すると、空いたスペースを使ってコマをスライドして動かせるようになります。【写真2】では、まず6と7と15の3つのコマを動かすことができます。1コマずつ移動を繰り返して目標のコマ配置にするというゲームです。

【写真3】


【写真3】は完成形の1つです。まず左端から下に向かって縦に数字が増え、次に右の列に移動してまた下に向かうという数字の配列になりました。完成形はこれに限らずいろいろな配列が考えられます。場所が1コマ空いただけで突然にたくさんの可能性が生まれました。

それではこの15ゲームを現場カイゼンと結び付けて考えてみます。

工場に空きスペースがなく現場にモノが溢れていて、生産の度にモノを探し、運搬するときは何かをどける必要があるといった工場をたまに見かけますが、まさに【写真1】の状態といえるでしょう。現場の人は困っていますが、何もすることができません。これが常態になってしまうとカイゼンが全くできない会社になってしまいます。

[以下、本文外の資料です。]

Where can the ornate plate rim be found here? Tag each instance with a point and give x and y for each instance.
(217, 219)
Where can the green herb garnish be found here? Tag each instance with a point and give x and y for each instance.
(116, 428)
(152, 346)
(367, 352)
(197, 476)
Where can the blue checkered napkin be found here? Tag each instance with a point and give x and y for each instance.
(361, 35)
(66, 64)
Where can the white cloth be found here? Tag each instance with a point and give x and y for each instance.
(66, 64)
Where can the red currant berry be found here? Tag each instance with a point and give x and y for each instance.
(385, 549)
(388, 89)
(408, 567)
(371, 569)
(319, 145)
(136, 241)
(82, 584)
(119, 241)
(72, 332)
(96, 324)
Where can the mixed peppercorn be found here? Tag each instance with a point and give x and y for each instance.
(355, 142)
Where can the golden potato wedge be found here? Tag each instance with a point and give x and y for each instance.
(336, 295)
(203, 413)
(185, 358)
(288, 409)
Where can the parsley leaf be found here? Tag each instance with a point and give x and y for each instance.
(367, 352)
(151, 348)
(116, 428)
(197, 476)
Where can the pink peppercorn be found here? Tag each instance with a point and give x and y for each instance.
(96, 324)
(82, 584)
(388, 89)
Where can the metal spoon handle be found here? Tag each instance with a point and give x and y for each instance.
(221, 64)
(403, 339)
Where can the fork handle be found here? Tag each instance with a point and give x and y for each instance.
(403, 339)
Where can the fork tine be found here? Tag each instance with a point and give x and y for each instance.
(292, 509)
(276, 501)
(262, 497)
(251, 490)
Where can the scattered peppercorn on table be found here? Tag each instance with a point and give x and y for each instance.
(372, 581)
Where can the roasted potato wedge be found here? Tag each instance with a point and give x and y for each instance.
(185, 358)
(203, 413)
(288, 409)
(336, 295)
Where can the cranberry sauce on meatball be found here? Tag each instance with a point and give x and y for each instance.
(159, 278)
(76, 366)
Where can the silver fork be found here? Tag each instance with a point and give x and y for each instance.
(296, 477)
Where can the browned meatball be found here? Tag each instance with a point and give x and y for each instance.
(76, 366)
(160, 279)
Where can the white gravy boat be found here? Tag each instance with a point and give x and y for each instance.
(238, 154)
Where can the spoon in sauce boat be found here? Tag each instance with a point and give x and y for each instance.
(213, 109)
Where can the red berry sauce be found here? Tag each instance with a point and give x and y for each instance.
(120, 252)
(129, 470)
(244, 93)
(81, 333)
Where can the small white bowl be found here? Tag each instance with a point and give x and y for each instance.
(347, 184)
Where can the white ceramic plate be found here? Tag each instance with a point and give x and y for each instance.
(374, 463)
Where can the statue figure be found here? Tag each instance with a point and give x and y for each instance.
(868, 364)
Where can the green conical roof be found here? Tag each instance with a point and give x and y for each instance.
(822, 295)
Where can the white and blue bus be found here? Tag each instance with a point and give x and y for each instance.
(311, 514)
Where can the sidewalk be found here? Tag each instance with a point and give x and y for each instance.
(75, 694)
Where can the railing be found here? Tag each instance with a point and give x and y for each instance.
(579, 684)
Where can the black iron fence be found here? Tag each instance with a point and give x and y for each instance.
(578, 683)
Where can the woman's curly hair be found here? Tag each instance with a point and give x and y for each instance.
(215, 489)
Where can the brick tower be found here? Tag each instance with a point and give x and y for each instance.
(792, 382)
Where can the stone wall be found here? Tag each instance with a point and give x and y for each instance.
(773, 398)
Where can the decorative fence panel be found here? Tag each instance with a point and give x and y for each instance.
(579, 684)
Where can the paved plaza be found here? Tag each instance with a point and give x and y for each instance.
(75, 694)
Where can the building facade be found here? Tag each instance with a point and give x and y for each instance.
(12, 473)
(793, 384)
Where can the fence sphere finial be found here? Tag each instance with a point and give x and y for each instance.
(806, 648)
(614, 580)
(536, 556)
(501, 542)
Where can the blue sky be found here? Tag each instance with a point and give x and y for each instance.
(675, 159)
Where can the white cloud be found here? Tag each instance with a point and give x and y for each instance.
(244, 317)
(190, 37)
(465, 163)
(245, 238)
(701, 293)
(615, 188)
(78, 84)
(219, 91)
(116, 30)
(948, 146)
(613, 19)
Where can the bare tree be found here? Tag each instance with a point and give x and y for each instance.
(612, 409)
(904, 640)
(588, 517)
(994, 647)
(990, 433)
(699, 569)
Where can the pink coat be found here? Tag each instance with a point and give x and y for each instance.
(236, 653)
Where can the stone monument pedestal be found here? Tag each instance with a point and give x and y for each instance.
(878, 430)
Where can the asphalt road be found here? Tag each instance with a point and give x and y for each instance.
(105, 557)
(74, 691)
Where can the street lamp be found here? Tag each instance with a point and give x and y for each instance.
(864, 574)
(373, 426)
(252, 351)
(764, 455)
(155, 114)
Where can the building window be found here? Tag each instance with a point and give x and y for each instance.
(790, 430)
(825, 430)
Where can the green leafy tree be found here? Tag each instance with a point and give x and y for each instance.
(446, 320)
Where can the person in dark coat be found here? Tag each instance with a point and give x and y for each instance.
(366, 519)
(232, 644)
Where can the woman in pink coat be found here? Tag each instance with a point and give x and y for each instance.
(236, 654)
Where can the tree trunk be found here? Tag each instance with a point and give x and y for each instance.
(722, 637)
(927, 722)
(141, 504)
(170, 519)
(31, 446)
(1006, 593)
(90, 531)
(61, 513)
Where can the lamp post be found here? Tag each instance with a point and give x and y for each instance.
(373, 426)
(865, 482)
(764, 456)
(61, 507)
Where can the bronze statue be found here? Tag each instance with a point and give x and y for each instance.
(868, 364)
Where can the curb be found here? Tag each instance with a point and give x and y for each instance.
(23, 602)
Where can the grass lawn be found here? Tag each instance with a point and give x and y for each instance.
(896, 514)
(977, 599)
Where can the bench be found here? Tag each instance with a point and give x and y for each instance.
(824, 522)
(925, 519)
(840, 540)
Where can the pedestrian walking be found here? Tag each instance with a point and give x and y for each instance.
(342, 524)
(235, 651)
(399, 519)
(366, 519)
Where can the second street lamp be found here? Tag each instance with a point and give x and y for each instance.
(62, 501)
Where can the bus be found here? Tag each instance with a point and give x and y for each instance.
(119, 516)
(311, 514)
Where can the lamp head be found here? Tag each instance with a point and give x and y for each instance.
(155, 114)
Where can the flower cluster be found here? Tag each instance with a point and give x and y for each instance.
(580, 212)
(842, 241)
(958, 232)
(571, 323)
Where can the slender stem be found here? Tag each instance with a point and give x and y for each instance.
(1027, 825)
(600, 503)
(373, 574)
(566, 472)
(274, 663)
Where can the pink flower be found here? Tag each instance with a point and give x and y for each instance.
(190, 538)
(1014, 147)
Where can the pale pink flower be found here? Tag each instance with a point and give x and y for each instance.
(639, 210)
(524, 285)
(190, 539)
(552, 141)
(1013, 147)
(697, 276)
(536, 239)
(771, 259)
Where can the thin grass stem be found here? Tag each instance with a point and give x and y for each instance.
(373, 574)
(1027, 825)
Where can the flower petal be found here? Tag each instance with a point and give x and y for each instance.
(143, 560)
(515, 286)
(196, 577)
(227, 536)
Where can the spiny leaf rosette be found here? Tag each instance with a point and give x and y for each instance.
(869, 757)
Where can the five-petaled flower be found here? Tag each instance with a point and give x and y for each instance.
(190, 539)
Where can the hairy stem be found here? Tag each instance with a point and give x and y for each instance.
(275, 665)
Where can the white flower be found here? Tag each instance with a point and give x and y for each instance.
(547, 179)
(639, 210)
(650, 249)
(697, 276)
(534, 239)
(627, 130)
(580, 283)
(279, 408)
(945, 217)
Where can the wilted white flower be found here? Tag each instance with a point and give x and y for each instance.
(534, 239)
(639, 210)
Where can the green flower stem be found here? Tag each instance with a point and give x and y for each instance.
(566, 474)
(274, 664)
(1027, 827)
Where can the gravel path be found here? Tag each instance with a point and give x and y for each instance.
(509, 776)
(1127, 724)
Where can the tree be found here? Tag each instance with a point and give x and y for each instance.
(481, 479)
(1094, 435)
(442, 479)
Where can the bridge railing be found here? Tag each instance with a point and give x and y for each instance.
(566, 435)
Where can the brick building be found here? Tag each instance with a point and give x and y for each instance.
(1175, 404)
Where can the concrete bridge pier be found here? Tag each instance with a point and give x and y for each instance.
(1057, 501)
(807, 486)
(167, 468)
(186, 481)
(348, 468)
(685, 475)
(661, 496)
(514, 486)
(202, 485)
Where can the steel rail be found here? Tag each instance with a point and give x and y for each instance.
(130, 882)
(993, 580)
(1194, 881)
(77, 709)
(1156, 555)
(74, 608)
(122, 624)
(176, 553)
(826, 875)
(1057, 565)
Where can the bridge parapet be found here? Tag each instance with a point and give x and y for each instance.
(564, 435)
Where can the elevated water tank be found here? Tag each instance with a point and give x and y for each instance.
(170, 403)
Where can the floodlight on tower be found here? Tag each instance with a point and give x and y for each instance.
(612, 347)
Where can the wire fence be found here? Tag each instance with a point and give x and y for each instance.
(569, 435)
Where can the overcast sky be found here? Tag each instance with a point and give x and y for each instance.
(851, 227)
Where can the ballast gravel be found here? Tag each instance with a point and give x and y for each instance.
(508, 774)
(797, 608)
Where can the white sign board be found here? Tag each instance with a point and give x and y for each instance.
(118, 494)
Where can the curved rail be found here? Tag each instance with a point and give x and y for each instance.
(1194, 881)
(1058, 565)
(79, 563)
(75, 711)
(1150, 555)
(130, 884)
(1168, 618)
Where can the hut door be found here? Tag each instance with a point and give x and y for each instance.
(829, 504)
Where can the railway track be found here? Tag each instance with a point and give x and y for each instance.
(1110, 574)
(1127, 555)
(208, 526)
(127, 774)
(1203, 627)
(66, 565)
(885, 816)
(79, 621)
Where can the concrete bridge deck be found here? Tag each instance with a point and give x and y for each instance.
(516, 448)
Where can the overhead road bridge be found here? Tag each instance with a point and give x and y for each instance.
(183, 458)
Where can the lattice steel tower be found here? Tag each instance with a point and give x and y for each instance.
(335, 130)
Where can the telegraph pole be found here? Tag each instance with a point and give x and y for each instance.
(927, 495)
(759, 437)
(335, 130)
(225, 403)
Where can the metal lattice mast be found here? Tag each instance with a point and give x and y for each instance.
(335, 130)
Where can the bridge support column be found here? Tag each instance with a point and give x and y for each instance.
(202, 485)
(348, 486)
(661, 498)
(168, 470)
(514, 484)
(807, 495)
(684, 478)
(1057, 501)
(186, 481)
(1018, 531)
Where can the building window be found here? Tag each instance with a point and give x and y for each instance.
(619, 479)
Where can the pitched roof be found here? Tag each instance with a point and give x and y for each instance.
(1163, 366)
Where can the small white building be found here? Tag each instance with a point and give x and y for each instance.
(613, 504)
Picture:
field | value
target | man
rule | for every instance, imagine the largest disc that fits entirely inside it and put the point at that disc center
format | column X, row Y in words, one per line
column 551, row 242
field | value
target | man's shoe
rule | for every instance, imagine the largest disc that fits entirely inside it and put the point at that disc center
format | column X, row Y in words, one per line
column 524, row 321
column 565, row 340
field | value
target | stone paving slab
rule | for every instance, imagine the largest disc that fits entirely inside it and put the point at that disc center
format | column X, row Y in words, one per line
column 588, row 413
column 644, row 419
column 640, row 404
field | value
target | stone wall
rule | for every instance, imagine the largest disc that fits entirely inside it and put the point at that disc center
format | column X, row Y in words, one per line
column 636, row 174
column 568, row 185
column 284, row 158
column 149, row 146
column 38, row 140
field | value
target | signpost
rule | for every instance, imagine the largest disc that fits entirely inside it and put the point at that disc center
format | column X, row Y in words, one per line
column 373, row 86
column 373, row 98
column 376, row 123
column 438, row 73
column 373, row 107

しかし、【写真2】の状態になれば、現状を変える可能性が生まれます。1個でも動かしてみると、また別のカイゼン余地が生まれ、そこから大きな成果に結びつくカイゼンの道筋が見えてきます。場所があるとないとではこれだけ違いがあるのです。まず【写真2】の状態に持って行くことがいかに大切かお分かりいただけたと思います。これが5Sと在庫整理が持つ大きなカイゼンの可能性です。

5Sは清掃活動だと認識している方も多いと思いますが、機能的になって初めて5Sは機能しているといえます。15ゲームの例でお分かりかと思いますが、5Sや在庫整理をすることで場所が空くことによって新たな可能性が生まれアイデアが生まれ次のカイゼンへのステップが始まるのです。

次回から5Sと在庫整理で空いたスペースをどのように使ってカイゼンするかについてお話しいたします。